Setting Up Telegram Alerts for AI Pipeline Monitoring
Why Telegram for Pipeline Monitoring
When you are running AI pipelines in production, things break. Models hit rate limits, APIs go down, data quality drifts, and servers run out of memory. You need to know about these problems immediately, not when a customer complains or when you happen to check your logs.
I use Telegram as my primary alerting channel for all my production AI systems. It hits the perfect balance of immediacy, simplicity, and reliability. My phone buzzes within seconds of any pipeline failure, and I can see exactly what went wrong without opening a laptop.
Creating Your Telegram Bot
Setting up a Telegram bot takes about five minutes. Here is the process:
- Open Telegram and search for @BotFather
- Send
/newbotand follow the prompts to name your bot - Save the API token you receive
- Create a private channel or group for your alerts
- Add the bot to your channel and get the chat ID
Getting Your Chat ID
The easiest way to get your chat ID is to send a message to your bot, then hit the Telegram API:
curl https://api.telegram.org/bot<YOUR_TOKEN>/getUpdates
Look for the chat.id field in the response. For channels, the ID will be a negative number.
Building the Alert Module
I keep a reusable alert module that all my pipelines import. Here is the core of it:
import httpx
from datetime import datetime
class TelegramAlerts:
def __init__(self, token: str, chat_id: str):
self.token = token
self.chat_id = chat_id
self.base_url = f"https://api.telegram.org/bot{token}"
async def send(self, message: str, level: str = "info"):
icons = {
"info": "[INFO]",
"warning": "[WARN]",
"error": "[ERROR]",
"critical": "[CRITICAL]"
}
prefix = icons.get(level, "[INFO]")
timestamp = datetime.now().strftime("%H:%M:%S")
text = f"{prefix} {timestamp}\n{message}"
async with httpx.AsyncClient() as client:
await client.post(
f"{self.base_url}/sendMessage",
json={
"chat_id": self.chat_id,
"text": text,
"parse_mode": "HTML"
}
)
What I Monitor
After running nine production AI projects, I have settled on a core set of alerts that catch 95% of problems:
- Pipeline start and completion: Know when jobs kick off and finish, with duration
- API rate limits: Get warned before you hit hard limits on Claude, OpenAI, or Gemini
- Error counts: If errors exceed a threshold within a time window, alert immediately
- Cost tracking: Daily spend summaries and alerts when usage spikes unexpectedly
- Data quality: When scoring pipelines detect quality drops, flag for review
- Server health: CPU, memory, and disk usage on my VPS
Rate Limiting Your Alerts
One mistake I made early on was flooding my phone with alerts during cascading failures. When an API goes down, every request fails, and you do not need 500 individual failure messages. I solved this with a simple debounce pattern:
from collections import defaultdict
from time import time
class AlertThrottler:
def __init__(self, cooldown_seconds: int = 300):
self.cooldown = cooldown_seconds
self.last_sent = defaultdict(float)
def should_send(self, alert_key: str) -> bool:
now = time()
if now - self.last_sent[alert_key] > self.cooldown:
self.last_sent[alert_key] = now
return True
return False
Structured Alert Messages
Good alert messages tell you exactly what happened, where it happened, and what to do about it. I use a consistent format across all my pipelines:
[ERROR] 14:23:07
Pipeline: content-scorer
Stage: gemini-analysis
Error: Rate limit exceeded (429)
Requests today: 1,847 / 2,000
Action: Auto-retry in 60s
Dashboard: https://example.com/logs
This format lets me triage problems at a glance without needing to SSH into the server.

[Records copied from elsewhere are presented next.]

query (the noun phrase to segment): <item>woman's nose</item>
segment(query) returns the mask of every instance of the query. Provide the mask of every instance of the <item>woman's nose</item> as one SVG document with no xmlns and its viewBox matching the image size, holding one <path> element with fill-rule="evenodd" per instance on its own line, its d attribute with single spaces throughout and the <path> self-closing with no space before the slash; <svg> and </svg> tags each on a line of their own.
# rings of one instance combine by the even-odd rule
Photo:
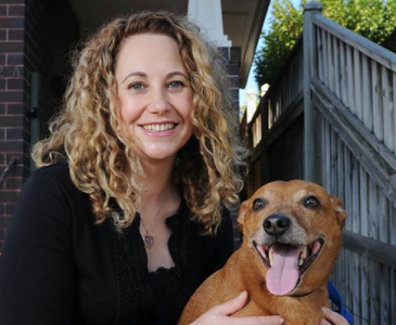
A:
<svg viewBox="0 0 396 325">
<path fill-rule="evenodd" d="M 152 114 L 162 115 L 170 109 L 170 104 L 166 93 L 162 90 L 155 90 L 152 93 L 152 100 L 150 103 L 150 112 Z"/>
</svg>

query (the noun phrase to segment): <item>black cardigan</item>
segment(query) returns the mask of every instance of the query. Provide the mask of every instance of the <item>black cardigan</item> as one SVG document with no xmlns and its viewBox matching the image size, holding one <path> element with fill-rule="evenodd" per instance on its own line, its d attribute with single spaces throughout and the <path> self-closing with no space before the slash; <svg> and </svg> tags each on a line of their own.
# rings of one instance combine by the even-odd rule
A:
<svg viewBox="0 0 396 325">
<path fill-rule="evenodd" d="M 1 325 L 176 324 L 197 286 L 232 253 L 229 212 L 216 236 L 202 236 L 182 203 L 166 222 L 176 264 L 155 297 L 140 218 L 123 234 L 94 225 L 88 195 L 58 164 L 26 182 L 0 258 Z"/>
</svg>

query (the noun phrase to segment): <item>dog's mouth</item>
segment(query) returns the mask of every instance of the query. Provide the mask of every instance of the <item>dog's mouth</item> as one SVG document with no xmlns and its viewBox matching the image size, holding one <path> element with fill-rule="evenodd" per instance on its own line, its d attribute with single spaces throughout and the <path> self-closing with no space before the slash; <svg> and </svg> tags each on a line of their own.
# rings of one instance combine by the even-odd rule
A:
<svg viewBox="0 0 396 325">
<path fill-rule="evenodd" d="M 257 245 L 253 242 L 266 265 L 268 290 L 276 296 L 290 295 L 298 285 L 301 276 L 318 258 L 324 240 L 319 238 L 307 246 L 290 244 Z"/>
</svg>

Integration with FastAPI Services
Most of my AI applications run as FastAPI services. I add alert hooks to the exception handlers so that unhandled errors automatically trigger Telegram messages:
@app.exception_handler(Exception)
async def global_exception_handler(request, exc):
await alerts.send(
f"Unhandled exception in {request.url.path}\n"

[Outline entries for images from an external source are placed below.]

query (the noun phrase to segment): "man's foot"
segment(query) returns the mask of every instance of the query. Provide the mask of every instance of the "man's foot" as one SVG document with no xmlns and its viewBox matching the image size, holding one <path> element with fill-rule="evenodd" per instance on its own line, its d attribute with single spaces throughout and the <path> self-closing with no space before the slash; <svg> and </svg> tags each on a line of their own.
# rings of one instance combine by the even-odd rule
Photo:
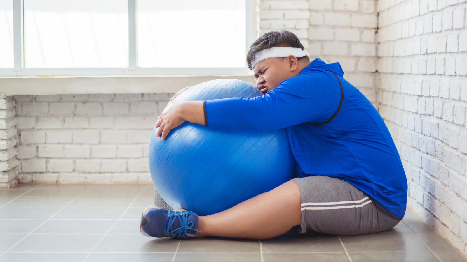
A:
<svg viewBox="0 0 467 262">
<path fill-rule="evenodd" d="M 172 211 L 148 207 L 141 216 L 140 231 L 143 235 L 153 237 L 196 236 L 199 219 L 192 211 Z"/>
</svg>

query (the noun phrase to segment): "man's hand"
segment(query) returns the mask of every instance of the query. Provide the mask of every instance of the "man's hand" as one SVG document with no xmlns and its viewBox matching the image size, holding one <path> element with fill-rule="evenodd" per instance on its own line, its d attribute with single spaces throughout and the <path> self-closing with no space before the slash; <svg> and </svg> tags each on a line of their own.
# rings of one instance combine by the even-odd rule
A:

f"Type: {type(exc).__name__}\n"
f"Detail: {str(exc)[:200]}",
level="error"
)
return JSONResponse(status_code=500, content={"detail": "Internal error"})
Daily Digest Reports
Beyond real-time alerts, I send myself a daily digest at 8am summarizing all pipeline activity from the previous 24 hours. This includes total requests processed, error rates, costs incurred, and any notable events. It takes about 30 seconds to read and gives me confidence that everything is running smoothly.
The best monitoring system is the one you actually check. Telegram wins because it lives on the device I already look at dozens of times a day.
Getting Started
Start with basic error alerts on your most critical pipeline. Once you see how much faster you catch and resolve issues, you will want to add alerts to everything. The whole setup takes under an hour and costs nothing. Telegram bots are free, and the API is generous with rate limits for alerting use cases.